2. Downstream consumer example: service-backed mapper

class MappingReviewService:
    def __init__(self) -> None:
        self._mapping = mapping

    def build_review_packet(self, source_term: str) -> dict:
        bundle = self._mapping.concept_candidate_bundle(
            source_term,
            domain="Condition",
            include_normalized=True,
            include_fulltext=True,
            include_embedding=True,
            include_standard_mappings=True,
            include_hierarchy_context=True,
        )
        top = bundle["candidate_union"][0] if bundle["candidate_union"] else None
        context = None
        if top is not None:
            context = self._mapping.concept_mapping_context(
                top["concept_id"],
                include_standard_mapping=True,
                include_ancestors=True,
                include_relationship_summary=True,
                include_neighbors=True,
            )
        return {
            "source_term": source_term,
            "bundle": bundle,
            "selected_context": context,
        }

This is the same orchestration shape as the MCP example, just without a transport hop.
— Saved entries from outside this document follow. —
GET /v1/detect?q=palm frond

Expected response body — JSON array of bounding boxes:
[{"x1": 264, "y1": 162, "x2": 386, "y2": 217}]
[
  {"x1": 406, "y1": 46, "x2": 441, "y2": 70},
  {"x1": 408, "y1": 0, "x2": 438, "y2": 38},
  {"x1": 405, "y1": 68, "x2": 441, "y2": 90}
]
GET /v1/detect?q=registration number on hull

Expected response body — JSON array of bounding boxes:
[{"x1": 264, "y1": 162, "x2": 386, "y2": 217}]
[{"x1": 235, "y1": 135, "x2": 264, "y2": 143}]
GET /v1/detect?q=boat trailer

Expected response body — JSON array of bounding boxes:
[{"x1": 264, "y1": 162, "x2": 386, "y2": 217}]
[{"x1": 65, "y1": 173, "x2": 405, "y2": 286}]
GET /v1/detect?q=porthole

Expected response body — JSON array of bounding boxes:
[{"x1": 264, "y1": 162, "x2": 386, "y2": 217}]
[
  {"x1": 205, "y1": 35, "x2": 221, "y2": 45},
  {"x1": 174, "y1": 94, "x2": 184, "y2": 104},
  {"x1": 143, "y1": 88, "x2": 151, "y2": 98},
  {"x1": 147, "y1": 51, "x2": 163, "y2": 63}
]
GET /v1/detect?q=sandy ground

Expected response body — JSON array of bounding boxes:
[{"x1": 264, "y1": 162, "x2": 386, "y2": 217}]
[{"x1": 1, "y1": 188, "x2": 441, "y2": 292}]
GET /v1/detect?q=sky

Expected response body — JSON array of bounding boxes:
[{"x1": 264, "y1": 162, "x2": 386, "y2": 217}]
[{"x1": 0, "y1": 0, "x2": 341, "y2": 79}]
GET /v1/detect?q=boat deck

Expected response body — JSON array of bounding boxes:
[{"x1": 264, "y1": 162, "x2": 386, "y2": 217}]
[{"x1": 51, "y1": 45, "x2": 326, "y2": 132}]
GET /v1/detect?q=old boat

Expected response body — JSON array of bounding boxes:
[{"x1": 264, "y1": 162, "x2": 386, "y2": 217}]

3. Batch or evaluation workflow example

predicted = [
    {
        "source_term": "type 2 diabetes",
        "domain_id": "Condition",
        "predicted_standard_concept_ids": [201826],
    }
]
reference = [
    {
        "source_term": "type 2 diabetes",
        "domain_id": "Condition",
        "reference_standard_concept_id": 201826,
    }
]

evaluation = mapping.mapping_evaluate_candidates(
    predicted,
    reference,
    match_mode="standard_concept_id",
)
print(evaluation["summary_metrics"])

This is the main benefit of the service layer: downstream code can reuse the same domain logic as MCP clients, without pretending to be an MCP client.

MCP and direct services together

Some applications will want both:

  • use direct services for in-process batch or evaluation workflows
  • expose the same capabilities over MCP for interactive agents

That is the intended design direction.

Example pattern:

from groundworkers.app import build_application
from groundworkers.server import create_server
from groundworkers.config import AppConfig

config = AppConfig.load("config/groundworkers.local.yaml")

app = build_application(config)
server = create_server(config)

# direct Python use
bundle = app.services.mapping.concept_candidate_bundle("hypertension")

# MCP use is available through `server`
print(server.list_tools())

Which layer should a downstream app use?

Use app.services.mapping when you want:

  • candidate bundles
  • parent backoff
  • mapping context
  • Maps to value
  • mapping-expression resolution
  • evaluation helpers

Use app.adapters.* only when you explicitly want lower-level dependency-shaped operations and are comfortable owning more orchestration yourself.

Use MCP tools when you want:

  • a stable remote interface
  • tool discovery for agents
  • process separation or team-shared deployment

Error handling expectations

Direct Python service calls:

  • raise exceptions (ValueError, GroundworkersError, or dependency-level errors)

MCP tool calls:

  • return structured error dicts:
{"error": true, "code": "INVALID_INPUT", "message": "concept_id must be a positive integer"}

This is the boundary to keep in mind: the service layer behaves like a normal Python API, while the tool layer behaves like a transport API.